Owners of small cars know the feeling. You look in your rearview mirror and discover it's filled with the sight of a sport-utility vehicle (SUV) way too close for comfort. And you muse that getting behind the wheel of a Jeep Grand Cherokee or an Isuzu Rodeo must bring out the bully-boy raging to roam free of all traffic laws.
It's small comfort to learn that women are as enamored of the sport-utility behemoth as are men.
But now it seems some insurance companies are ready to admit that the big, clunky SUVs, as they're called, are inflicting far worse damage in traffic accidents than they're sustaining. Both Farmers Insurance Group and Progressive Insurance are raising premiums on SUVs to reflect the liability costs stemming from both property damage and personal injury claims. The rest of the insurance companies would do well to follow their example.

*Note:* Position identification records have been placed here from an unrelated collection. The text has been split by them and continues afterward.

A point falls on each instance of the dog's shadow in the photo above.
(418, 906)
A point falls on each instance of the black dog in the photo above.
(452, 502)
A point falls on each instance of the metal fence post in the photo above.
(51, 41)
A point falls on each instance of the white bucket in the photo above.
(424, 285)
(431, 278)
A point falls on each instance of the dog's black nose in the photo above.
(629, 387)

What became of the baby-boomers' high-minded desire to be kind to the environment? Nearly 30 years ago, we throatily sang about "harmony and understanding; sympathy and trust abounding ..."
Today, millions of those same starry-eyed baby boomers with waist sizes and assets considerably increased are hopping in their Range Rovers and GMC Yukons to ride roughshod over Toyota Tercels and Geo Metros on the way to the office.

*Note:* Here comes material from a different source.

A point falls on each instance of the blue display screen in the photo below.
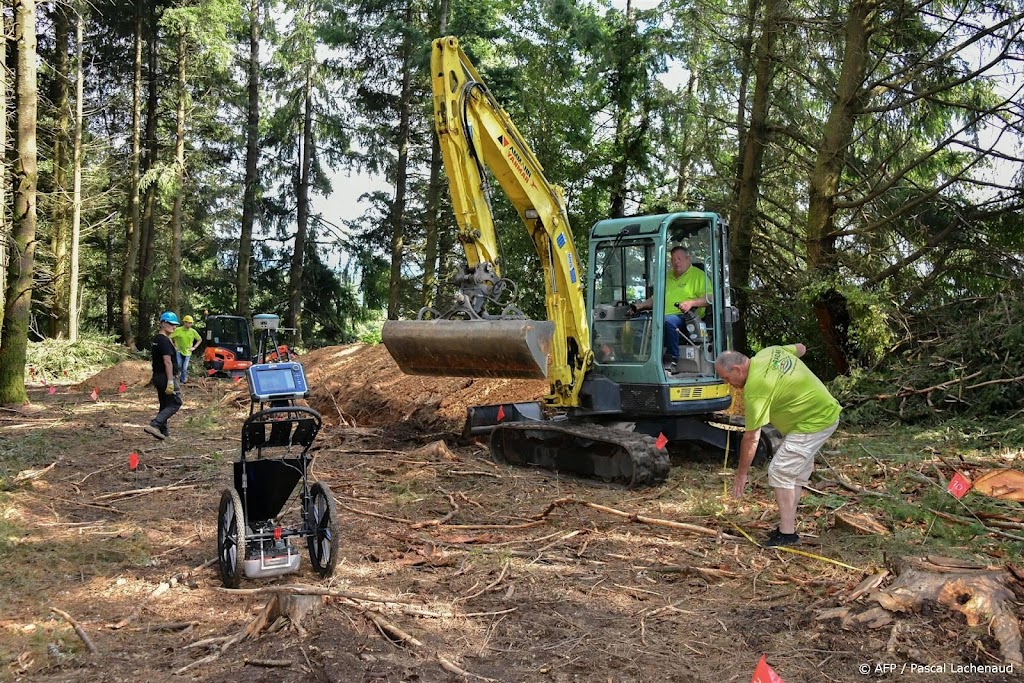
(276, 381)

The SUVs are touted as vehicles for those who want the world to get out of their way: 8-cylinder, V-8 "equalizers" gobbling a gallon of gasoline every 12 miles.
Putting aside the accident problem these vehicles pose, they evoke the "ugly American" image to the rest of the world that is just now poised to consider cutbacks in greenhouse-gas emissions.
Here we are, a mere 5 percent of the world's population, spewing out 25 percent of the fossil-fuel gases that envelop the planet.
And we have the temerity to ask third world nations to cut back on their own greenhouse-gas emissions.
It's said that the average American is responsible for eight times as much greenhouse-gas emission as the average Chinese.
This past summer, Americans tanked up at gas pumps like never before. During the first eight months of the year, we averaged a record 336 million gallons of gasoline per day.
No wonder Brazilians in the Amazon rain forest tell American environmentalists and climatologists to take a hike when it's pointed out that the "slash and burn" farming in the Amazon basin is hastening the destruction of the irreplaceable rain forest.
In December, the international summit on global warming will be held in Kyoto, Japan.
The US is in the uncomfortable position of trying to convince polluting nations to decrease their dependence on fossil fuels while we display a faint-hearted attempt at doing the same.
A sport utility vehicle in every American driveway is no way to convince the world to save itself.
So long as we play high-and-mighty behind the wheel of gas-hogging SUVs, we're bound to remind lesser nations of the "ugly American" stereotype, quick to quip: "Don't do as I do; do as I say."
* Richard Harsham is a Cincinnati-based freelancer.